The principle positive result from our study is that arterial stiffness was associated with increased renal function loss and rapid GFR decline among patients with high CV risk with and without CKD. Similarly, related studies have shown that elevated arterial stiffness assessed by PWV and CAVI was independently associated with faster decline of renal function and incidence of CKD and ESRD8–12). Finally, recent meta-analyses supported that higher vascular stiffness was significantly associated with deterioration of GFR and higher risks of CKD18). The positive correlation between GFR decline and CAVI may be explained because systemic pulsatile pressure and arteriosclerosis are systemic diseases, and hemodynamic effects on the low resistance of renal afferent arterioles induced endothelial dysfunction and decreased renal microcirculation, leading to rapid GFR decline19). Another possible reason is that both central and small artery stiffness activated sodium homeostasis, divalent ionic species (calcium, phosphates), and RAAS that promotes renal injury20). Our study included high CV risk with different GFR levels, but the positive role of vascular stiffness might become more apparent in high CV risk without CKD.

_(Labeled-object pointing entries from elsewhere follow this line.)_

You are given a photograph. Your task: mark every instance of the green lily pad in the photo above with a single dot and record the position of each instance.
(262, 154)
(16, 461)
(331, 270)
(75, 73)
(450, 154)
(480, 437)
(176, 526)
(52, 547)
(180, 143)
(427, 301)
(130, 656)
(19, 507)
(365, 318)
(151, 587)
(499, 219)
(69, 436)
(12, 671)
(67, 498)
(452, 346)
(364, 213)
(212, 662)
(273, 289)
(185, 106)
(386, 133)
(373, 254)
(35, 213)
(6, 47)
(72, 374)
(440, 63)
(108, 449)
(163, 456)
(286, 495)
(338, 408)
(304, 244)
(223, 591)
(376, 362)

Several studies have evaluated the role of arterial stiffness and renal function in various populations with varying results. Our results demonstrated significant change in GFR with vascular stiffness among patients with overall high CV risk with baseline GFR at 54 mL/min/1.73 m3. This was consistent with related clinical studies, in which aortic stiffness is shown to be independently associated with progressive renal impairment among patients with advanced CKD21), and a greater PWV among patients was detected in more advanced CKD from stages 1–5 22). In contrast, some studies have reported that arterial stiffness did not predict GFR decline in moderate to advanced CKD23), but arterial stiffness negatively correlated with estimated GFR in a primary care population without CKD24). The conflicting results may be explained by the difference in patients' characteristics, measurement techniques for vascular stiffness, clinical study design, and duration of follow-up. Population with a high risk of CV disease was identified, and high incidence of arterial stiffness was found at baseline (CAVI ≥ 9 up to 64%) within our study. Among such patients, there may be a resulting increased strength of the relationship between CAVI and rate of renal function. It has been suggested that arterial stiffness might play an important role in early CKD beyond the traditional CV risk factors.

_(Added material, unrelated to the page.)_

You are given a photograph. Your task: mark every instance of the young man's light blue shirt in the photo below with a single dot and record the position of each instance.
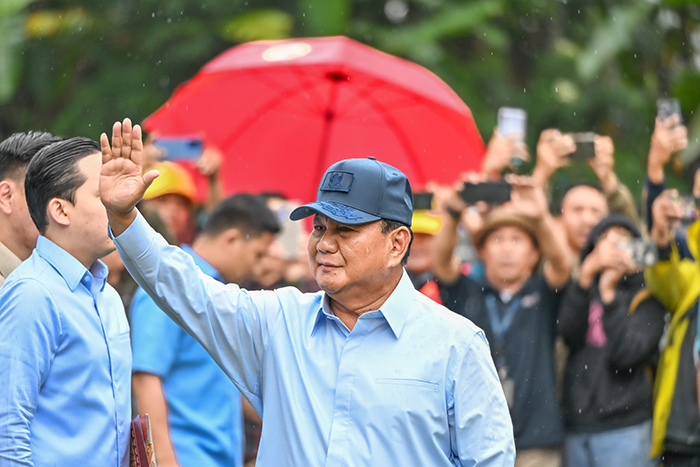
(65, 364)
(411, 384)
(204, 408)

CAVI reflects both organic and functional vascular stiffness as in arteriosclerosis. In addition to arteriosclerosis and vascular diseases, age is a well-known factor that contributes to an increased CAVI25). This was consistent with our finding that significantly increased age accompanied higher CAVI score. However, in our multivariate logistic regression analyses, increased vascular stiffness or CAVI was significantly associated with a faster decrease in GFR, independent of age and sex. Maladaptive remodeling of the artery was observed and was independently associated with faster decline of renal function.

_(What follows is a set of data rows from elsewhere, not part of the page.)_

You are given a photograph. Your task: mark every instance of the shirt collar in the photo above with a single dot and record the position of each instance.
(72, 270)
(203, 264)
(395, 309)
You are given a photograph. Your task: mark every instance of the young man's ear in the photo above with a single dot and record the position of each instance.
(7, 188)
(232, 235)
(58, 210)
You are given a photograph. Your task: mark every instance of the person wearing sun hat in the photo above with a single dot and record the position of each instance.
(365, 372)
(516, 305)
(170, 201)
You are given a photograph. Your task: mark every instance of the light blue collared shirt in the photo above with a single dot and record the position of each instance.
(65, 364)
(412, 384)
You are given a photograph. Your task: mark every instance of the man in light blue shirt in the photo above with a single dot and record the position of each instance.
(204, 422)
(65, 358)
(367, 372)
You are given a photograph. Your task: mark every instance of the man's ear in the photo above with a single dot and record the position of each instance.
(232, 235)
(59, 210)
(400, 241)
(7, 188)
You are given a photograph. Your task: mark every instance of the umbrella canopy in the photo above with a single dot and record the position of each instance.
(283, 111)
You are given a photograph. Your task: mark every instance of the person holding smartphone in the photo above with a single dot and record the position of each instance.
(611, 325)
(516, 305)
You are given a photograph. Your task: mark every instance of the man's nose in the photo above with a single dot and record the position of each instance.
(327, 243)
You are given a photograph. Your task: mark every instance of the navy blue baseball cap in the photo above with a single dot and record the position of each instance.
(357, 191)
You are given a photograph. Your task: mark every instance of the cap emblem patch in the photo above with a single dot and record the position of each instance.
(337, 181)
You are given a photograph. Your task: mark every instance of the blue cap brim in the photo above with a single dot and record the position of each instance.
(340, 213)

This study had several limitations. First, the patient selection in our study was not random and could have contained selection bias including other therapies for slow kidney function. However, factors affecting GFR decline other than vascular stiffness were included and analyzed before and during the study, and the confounding factors were considered in multiple regression analysis. Second, the present study included a relatively short follow-up time and did not show main renal outcomes such as ESRD or initiation of renal replacement therapy. Third, data on albuminuria were unavailable, which constitute an important element in defining CKD. However, eGFR < 60 ml/min per 1.73 m2 is a well-accepted definition for CKD in our patient settings. Finally, we had a single time measurement of arterial stiffness and were unable to longitudinally assess the relationship between changes in arterial stiffness and renal function.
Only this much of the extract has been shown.